Thursday, June 14, 2012

"Happy Wife, Happy Life"

Proverbs 18:21-22
      "Death and life are in the power of the tongue: and they that love it shall eat the fruit thereof. Whoso findeth a wife findeth a good thing, and obtaineth favor of the Lord."

    Everyone in the church knows these two verses individually. But, God asked me to consider that there may be a good reason they are together. I didn't have to consider long before I knew what He was trying to show me.
    I always hear "the wife/mother sets the tone of the house". I believe that and God has given me several examples of life with a cranky woman (Proverbs 21:19; Proverbs 25:24; Proverbs 27:15-16).
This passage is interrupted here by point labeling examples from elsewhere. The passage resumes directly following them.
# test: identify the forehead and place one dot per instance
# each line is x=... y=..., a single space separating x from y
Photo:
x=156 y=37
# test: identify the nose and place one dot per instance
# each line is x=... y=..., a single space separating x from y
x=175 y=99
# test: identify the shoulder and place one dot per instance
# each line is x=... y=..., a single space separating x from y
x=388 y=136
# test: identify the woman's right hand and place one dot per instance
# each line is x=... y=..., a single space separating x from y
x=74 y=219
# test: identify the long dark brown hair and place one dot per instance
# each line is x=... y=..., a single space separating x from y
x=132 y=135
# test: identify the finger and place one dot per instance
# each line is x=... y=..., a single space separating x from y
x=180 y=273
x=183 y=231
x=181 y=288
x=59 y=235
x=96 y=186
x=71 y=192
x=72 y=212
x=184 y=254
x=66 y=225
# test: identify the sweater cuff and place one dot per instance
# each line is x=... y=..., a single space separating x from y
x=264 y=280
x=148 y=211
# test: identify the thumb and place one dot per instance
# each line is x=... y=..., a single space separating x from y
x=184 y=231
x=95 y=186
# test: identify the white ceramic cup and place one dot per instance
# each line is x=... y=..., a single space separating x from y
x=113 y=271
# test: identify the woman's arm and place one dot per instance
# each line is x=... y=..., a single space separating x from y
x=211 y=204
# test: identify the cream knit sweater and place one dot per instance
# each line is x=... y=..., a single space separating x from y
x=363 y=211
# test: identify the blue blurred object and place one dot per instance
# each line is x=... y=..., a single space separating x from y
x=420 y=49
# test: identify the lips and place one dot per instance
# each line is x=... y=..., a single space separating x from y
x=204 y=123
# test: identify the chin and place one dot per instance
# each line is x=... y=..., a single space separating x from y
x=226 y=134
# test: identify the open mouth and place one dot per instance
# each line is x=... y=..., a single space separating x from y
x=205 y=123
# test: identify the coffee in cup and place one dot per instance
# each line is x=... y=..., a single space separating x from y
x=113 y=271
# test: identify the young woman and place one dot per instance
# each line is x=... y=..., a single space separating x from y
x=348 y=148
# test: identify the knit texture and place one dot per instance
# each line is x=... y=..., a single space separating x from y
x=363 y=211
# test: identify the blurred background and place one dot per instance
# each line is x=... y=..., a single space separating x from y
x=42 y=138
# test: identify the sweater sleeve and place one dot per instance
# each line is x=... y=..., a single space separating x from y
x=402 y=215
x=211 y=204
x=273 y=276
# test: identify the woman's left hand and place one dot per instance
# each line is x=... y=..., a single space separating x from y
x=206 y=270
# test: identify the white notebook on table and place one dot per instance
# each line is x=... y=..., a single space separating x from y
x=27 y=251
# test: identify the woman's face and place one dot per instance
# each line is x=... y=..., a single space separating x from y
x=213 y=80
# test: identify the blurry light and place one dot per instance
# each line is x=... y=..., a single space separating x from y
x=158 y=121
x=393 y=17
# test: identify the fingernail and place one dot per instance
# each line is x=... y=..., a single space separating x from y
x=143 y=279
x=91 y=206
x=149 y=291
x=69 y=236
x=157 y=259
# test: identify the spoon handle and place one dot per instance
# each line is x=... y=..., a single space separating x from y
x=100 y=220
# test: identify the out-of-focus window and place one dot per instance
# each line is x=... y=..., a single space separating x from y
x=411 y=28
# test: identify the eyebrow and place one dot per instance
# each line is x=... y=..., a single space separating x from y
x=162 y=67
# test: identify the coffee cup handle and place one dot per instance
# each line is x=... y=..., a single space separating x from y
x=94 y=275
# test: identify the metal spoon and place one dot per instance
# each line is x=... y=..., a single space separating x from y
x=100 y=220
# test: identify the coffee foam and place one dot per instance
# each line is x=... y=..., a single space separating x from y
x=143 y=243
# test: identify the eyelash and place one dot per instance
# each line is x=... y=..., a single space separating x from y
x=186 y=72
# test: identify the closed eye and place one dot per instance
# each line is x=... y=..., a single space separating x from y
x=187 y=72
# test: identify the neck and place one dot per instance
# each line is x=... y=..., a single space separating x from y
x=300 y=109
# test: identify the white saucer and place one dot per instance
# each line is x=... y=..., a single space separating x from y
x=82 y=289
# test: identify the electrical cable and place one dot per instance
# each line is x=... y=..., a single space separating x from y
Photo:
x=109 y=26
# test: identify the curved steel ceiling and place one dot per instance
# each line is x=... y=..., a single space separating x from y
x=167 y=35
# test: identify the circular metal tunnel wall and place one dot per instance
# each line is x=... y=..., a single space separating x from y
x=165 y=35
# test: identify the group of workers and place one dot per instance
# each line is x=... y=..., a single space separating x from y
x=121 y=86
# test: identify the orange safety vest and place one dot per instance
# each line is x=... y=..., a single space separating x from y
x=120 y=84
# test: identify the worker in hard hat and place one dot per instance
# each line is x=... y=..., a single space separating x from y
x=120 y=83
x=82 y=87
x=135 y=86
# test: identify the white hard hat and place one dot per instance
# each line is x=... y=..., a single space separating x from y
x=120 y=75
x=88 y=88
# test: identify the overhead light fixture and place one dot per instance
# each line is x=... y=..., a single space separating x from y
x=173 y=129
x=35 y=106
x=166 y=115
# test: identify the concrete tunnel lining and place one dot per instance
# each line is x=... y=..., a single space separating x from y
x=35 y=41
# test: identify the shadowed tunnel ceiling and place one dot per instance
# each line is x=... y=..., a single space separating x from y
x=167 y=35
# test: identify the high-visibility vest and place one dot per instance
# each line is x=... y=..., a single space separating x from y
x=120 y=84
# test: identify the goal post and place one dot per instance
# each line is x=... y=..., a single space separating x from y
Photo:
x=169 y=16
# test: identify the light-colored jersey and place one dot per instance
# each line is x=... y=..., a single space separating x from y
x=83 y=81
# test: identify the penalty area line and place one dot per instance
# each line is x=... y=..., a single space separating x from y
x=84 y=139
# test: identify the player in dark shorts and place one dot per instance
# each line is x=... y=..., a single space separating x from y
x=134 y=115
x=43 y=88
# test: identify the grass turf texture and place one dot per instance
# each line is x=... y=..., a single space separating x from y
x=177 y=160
But this passage in Proverbs 18 flew off the page at me as I read it... again.
    I think its something that Solomon would speak of the tongue and a wife in the same spot. These verse are great on their own, but when read together, they preach a whole different sermon! I am my husband's greatest influence, I can make him or break him quicker than anyone else. I have great power and I need to use it wisely. A wife, who uses her tongue wisely, is a treasure and, these days, a very rare find!
    If I love my tongue and the power it holds I will take great care for it. After all, I don't want the fruit I eat to be rotten!

    This bit of my heart as been quite convicting to me, as I tend to be a bit mouthy and am known for wanting the last word. I pray this was an encouragement for you as well. If you are not yet a wife, I hope this is something you can store away in your heart for the future.

God Bless!
  ~Becky

Monday, April 23, 2012

Be blameless!

Philippians 2:14-15 "Do all things without murmurings and disputings: That ye may be blameless and harmless, the sons of God, without rebuke, in the midst of a crooked and perverse nation, among whom ye shine as lights in the world;"

   God led me to this passage a few days ago while I was thinking (more like dwelling) on something I WAS NOT looking forward to. I didn't want to do it because the atmosphere wasn't ideal. Cussing, attitudes, unbelievers. But, I really didn't have a choice in the matter. I had been praying that God use me more. Give me opportunities to witness and be a testimony. I just kept thinking, "I wish you would have run this one by me first, God". But God doesn't work that way. I knew when I prayed "God unsettle me" that that's exactly what He'd do! I was certainly unsettled.

   This passage hit me right in the heart. God called me to a place and this is what He has asked of me. To not whine about it and keep a Christ like attitude regardless of who/what is around me. It reminds me of a what Paul said to Titus "In all things shewing thyself a pattern of good works: in doctrine shewing uncorruptness, gravity, sincerity, Sound speech, that cannot be condemned; that he that is of the contrary part may be ashamed, having no evil thing to say of you." (Titus 2:7-8). Also "Having a good conscience; that, whereas they speak evil of you, as of evildoers, they may be ashamed that falsely accuse your good conversation in Christ." (I Peter 3:16). What an encouragement! Live a life that no one can say anything wrong against you, and even if they tried no one would believe it!

   That's what I strive to do, and challenge you to do the same. I want to live my life so no one can speak evil of me and if they did people's first response is "No, not Becky. That's not how she is".